Par orgueil, par devoir et par patriotisme, le président Idriss Deby ne pouvait ne pas sévir contre ses ennemis jurés, ceux qu’il traque avec ses soldats au Cameroun, au Niger et ailleurs. Selon l’état-major tchadien, les cibles visées ont été atteintes et Boko Haram a perdu, des hommes, des infrastructures et d’autres biens mal acquis.
Soif de vengeance et course-poursuite
Tour à tour, les localités Maiduguri, Baga, Dikwa, Gamboru Ngala ont été pilonnées par les hélicoptères tchadiens, précisément dans les antres des bandits. Une démonstration de force groupée et concomitante qui a surpris les éléments de Boko Haram dans leurs tanières. Mais, maintenant que le Tchad a fait entendre les armes et assouvi quelque peu sa soif de vengeance, son besoin de représailles militaires dissuasives, les choses sérieuses, pourrait-on dire, commencent… Car avec Boko Haram, les actions spontanées ou concertées des cellules dormantes sont autant de potentielles de dégâts de toutes natures !
C’est en cela que toute action prise à son encontre est incontestablement porteuse de réactions imprévisibles.

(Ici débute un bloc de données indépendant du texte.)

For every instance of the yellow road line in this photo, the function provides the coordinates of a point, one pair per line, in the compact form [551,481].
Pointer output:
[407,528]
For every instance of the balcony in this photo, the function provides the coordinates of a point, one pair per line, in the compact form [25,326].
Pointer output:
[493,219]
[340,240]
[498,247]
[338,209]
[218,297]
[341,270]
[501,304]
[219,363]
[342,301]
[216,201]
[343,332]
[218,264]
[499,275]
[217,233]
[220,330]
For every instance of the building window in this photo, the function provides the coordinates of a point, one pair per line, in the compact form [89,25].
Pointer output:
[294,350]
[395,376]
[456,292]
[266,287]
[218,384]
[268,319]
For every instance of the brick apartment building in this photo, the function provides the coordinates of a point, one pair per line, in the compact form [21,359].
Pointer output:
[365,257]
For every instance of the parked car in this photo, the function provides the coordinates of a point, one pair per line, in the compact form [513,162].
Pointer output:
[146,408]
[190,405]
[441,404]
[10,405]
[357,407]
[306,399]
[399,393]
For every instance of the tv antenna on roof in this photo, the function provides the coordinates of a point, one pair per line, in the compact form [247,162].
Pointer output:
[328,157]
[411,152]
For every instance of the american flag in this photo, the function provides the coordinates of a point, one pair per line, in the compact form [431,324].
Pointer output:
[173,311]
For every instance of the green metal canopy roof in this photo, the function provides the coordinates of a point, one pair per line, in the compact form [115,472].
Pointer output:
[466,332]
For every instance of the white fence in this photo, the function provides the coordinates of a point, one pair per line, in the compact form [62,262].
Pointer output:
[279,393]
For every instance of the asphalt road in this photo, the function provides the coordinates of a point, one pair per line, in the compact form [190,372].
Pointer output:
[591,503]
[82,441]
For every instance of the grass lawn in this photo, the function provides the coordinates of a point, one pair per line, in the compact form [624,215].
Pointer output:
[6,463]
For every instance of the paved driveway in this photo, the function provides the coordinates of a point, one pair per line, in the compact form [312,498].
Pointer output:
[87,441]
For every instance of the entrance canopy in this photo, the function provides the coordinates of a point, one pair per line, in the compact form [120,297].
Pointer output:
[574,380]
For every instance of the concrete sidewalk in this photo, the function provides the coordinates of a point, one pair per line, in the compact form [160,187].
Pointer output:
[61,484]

Le président Itno et son armée et toutes les autres des pays engagés dans la lutte contre le terrorisme islamiste, devraient redoubler de vigilance, parce que Boko Haram, telle une hydre ou un serpent à sept tètes, pourrait rejaillir quelque part encore, pour frapper aussi fort. C’est une course-poursuite à plusieurs inconnues.